ヒドラのように生き延びる...イランを支配する「革命防衛隊」の正体
IRAN’S GARRISON STATE

革命防衛隊をもっぱら国内の治安に携わる立場から通常戦力の担い手へと変貌させたのは、1980~88年のイラン・イラク戦争だ。
現在では兵力19万を超え、その半数は徴兵制の兵士で、伝統的な軍隊の編成を持つ。具体的には陸軍15万人、海軍2万人、空軍1万5000人という規模だ。2007年にはイラン全土に60万人以上いる民兵組織「バシジ」の指揮権も掌握した。
バシジ所属の民兵はイラクとの戦争で突撃作戦に投入された。地雷原に12~17歳の少年兵が次々と送り込まれ、地雷を爆破させた後、さらに「肉弾攻撃」を仕掛けるという人海戦術だった。

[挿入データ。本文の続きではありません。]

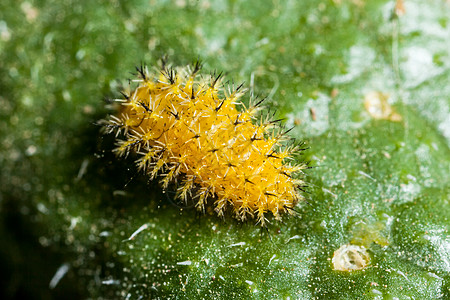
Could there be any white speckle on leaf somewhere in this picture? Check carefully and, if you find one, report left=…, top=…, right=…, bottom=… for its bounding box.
left=331, top=45, right=376, bottom=84
left=48, top=263, right=70, bottom=289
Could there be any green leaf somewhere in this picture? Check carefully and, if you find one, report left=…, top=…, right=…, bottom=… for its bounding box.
left=0, top=0, right=450, bottom=299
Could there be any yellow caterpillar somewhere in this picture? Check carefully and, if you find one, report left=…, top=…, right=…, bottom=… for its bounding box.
left=104, top=62, right=307, bottom=226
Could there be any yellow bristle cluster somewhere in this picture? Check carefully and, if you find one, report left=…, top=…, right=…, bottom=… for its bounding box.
left=105, top=63, right=306, bottom=226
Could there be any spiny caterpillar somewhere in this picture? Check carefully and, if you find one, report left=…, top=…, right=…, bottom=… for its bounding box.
left=103, top=62, right=307, bottom=226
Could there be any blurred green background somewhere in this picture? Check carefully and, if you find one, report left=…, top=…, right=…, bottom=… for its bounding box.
left=0, top=0, right=450, bottom=299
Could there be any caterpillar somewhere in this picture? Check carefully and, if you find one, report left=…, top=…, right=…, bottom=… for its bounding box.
left=102, top=61, right=308, bottom=226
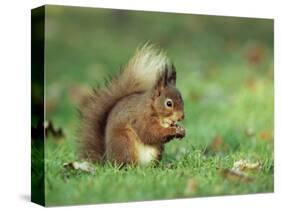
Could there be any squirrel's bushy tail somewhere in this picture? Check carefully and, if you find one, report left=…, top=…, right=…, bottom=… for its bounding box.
left=79, top=45, right=167, bottom=161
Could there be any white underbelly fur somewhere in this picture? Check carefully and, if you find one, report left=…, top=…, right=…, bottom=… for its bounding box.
left=137, top=143, right=158, bottom=165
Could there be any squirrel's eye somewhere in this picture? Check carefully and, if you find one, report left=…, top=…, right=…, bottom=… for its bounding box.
left=165, top=99, right=173, bottom=107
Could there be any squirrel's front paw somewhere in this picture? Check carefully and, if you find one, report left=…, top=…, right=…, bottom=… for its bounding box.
left=175, top=125, right=185, bottom=138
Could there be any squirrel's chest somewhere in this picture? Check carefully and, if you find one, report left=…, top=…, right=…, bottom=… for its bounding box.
left=136, top=143, right=159, bottom=165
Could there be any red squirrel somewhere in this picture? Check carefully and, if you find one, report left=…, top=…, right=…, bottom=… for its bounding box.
left=79, top=45, right=185, bottom=165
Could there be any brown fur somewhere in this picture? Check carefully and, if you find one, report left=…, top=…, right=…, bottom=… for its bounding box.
left=79, top=46, right=185, bottom=164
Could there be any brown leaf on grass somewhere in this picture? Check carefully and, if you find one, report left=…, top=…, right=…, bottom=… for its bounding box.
left=232, top=160, right=261, bottom=172
left=44, top=121, right=64, bottom=139
left=63, top=161, right=96, bottom=174
left=219, top=169, right=253, bottom=183
left=184, top=178, right=198, bottom=195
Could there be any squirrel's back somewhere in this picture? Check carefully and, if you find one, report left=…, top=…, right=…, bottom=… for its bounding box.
left=79, top=45, right=167, bottom=161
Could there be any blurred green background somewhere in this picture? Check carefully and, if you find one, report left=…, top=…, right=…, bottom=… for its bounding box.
left=41, top=6, right=274, bottom=205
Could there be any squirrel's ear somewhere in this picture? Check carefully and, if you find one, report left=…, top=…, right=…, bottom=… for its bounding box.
left=168, top=63, right=177, bottom=86
left=154, top=66, right=168, bottom=96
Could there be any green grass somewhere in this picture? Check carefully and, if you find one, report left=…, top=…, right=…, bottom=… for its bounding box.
left=33, top=4, right=274, bottom=205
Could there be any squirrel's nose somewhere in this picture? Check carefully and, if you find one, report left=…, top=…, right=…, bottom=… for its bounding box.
left=179, top=114, right=184, bottom=121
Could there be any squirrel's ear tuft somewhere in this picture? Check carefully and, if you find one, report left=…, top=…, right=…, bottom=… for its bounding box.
left=168, top=63, right=177, bottom=86
left=154, top=65, right=168, bottom=96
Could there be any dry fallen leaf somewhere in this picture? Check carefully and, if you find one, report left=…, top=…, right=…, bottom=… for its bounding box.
left=63, top=161, right=96, bottom=173
left=44, top=121, right=64, bottom=138
left=219, top=169, right=253, bottom=183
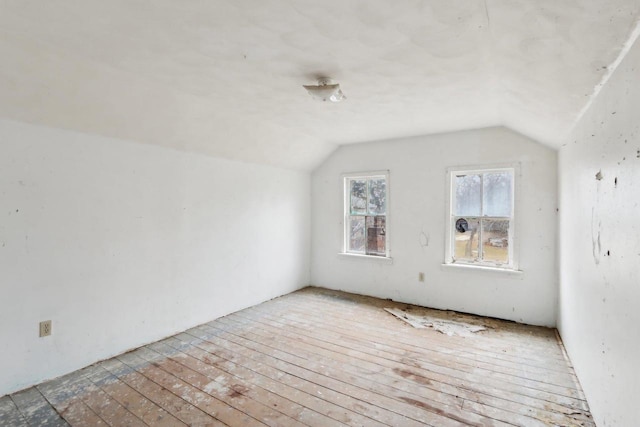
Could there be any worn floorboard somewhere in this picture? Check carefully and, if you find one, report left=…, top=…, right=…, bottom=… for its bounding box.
left=0, top=288, right=595, bottom=427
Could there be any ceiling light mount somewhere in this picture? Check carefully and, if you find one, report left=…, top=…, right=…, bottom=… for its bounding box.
left=302, top=77, right=347, bottom=102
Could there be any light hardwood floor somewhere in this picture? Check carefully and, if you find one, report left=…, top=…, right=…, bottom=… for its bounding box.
left=0, top=288, right=595, bottom=427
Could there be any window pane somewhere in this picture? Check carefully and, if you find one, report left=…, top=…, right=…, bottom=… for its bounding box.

今もバシジは治安部隊として機能し、シャリーア(イスラム法)に基づく道徳規範を国民に守らせる役割を果たしている。
革命防衛隊はミサイル部隊も支配する。開戦前までは弾道ミサイル2000~3000発を有し、毎月100発程度の製造能力を持つと推定されていた。悪名高い国産の「シャヘド」を含め、ドローンもたくさんある。

それでもイスラエルやアメリカを敵に回して通常戦力では勝てないと承知しているから、いわゆる「非対称戦」に力を入れてきた。国外の代理勢力の活用、テロ、ゲリラ的な消耗戦、サイバー攻撃などだ。